Less regulatory pressures, more growth: say top pharma execs

Pharma execs are now spending as much time dealing with increasing levels of regulations as they spend on growing their businesses, according to KPMG.

In the 2012 pharmaceutical outlook survey, the USA audit, tax and advisory firm asked head honchos which initiative they would spend most time on this year. Both regulatory changes and investment in organic growth ranked the top time takers.

Over 60 per cent of the leaders quizzed also said regulatory pressures would hinder their companies’ growth over the next year.

A further 50 per cent admitted that navigating the regulatory environment is the top concern for their firm’s future, displacing last year’s biggest worry – patent expiries and generic competition.

"Pharmaceutical executives are struggling to grow revenue in the face of pricing and regulatory pressures, including fines, taxation, fees and reporting requirements," said David Blumberg, KPMG partner and pharmaceutical advisory sector leader.

“This is an especially difficult business environment, with no clear single path forward. So overall, we are seeing an unusual combination of tentativeness combined with pockets of creative experimentation.”

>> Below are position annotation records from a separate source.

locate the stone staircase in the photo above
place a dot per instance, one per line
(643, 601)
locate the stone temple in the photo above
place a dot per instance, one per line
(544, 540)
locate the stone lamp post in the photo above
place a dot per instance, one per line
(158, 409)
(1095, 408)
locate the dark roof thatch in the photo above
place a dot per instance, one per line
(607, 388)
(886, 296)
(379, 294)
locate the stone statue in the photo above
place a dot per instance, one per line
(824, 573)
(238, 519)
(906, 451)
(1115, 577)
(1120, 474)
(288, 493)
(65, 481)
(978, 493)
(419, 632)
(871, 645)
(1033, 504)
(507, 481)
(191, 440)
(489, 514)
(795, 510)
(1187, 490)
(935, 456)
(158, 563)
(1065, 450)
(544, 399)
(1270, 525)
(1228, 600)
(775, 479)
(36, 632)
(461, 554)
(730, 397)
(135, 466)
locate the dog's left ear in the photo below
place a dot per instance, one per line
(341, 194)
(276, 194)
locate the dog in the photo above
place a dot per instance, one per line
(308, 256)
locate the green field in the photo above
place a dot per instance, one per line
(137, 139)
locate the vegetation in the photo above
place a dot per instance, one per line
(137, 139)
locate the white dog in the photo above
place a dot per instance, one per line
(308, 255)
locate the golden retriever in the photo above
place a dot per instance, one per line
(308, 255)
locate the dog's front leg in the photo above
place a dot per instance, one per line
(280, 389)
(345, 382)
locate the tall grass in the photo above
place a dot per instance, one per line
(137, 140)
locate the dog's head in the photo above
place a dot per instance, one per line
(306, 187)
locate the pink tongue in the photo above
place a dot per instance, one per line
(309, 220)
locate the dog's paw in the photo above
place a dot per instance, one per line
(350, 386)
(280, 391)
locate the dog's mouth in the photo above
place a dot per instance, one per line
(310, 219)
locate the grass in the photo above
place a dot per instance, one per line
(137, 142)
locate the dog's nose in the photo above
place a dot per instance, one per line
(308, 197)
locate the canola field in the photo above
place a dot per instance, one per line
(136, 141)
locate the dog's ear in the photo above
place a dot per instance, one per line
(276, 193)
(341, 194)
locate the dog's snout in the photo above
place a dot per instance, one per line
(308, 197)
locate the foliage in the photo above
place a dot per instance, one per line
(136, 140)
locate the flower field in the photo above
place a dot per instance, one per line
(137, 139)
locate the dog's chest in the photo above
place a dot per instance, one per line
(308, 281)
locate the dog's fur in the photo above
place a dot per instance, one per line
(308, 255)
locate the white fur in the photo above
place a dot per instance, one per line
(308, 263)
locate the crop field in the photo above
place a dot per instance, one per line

Speaking to in-PharmaTechnologist.com, Matthew R. Weinberg, CEO of The Weinberg Group – which helps firms to traverse FDA (US Food and Drug Administration) requirements and legislations – said the biggest “impediment” caused by the regulators is now related to market access, price controls, and distribution.

“When prices are artificially managed, it is near impossible to recoup investment,” he said.

“Companies have factored the scientific approval process into their strategic thinking.  They know how to manage this effort or reach out to those who can help.  The new layer of regulation imposed in the name of cost control adds a significant burden.” 

He told us he believes it makes sense that CEOs are currently feeling the pressure of added bureaucracy, and that they feel the need to respond to it.

“What could be done to mitigate this burden is to use the advantage of a managed approach to the scientific approval process to maintain competitive advantage,” he added.

M&A down from last year

The report also flagged up a shift in plans for M&A (mergers and acquisitions).

Only 27 per cent of those asked noted M&A as a growth strategy, as opposed to 36 per cent in last year’s survey.

“While M&A and expansion into new markets are still critical drivers of growth, executives aren't lining up to make major acquisitions as readily as they did last year,” said Blumberg. “Again, there is a sense that they are holding back, while continuing to work on their own research portfolios."

It seems instead growth through R&D (research and development) is the big aim this year.

Fifty-three per cent of executives still said new therapies from their own stables will still be the biggest driver of growth in the next year with 47 per cent saying new products and services will be the number one destination for budgets.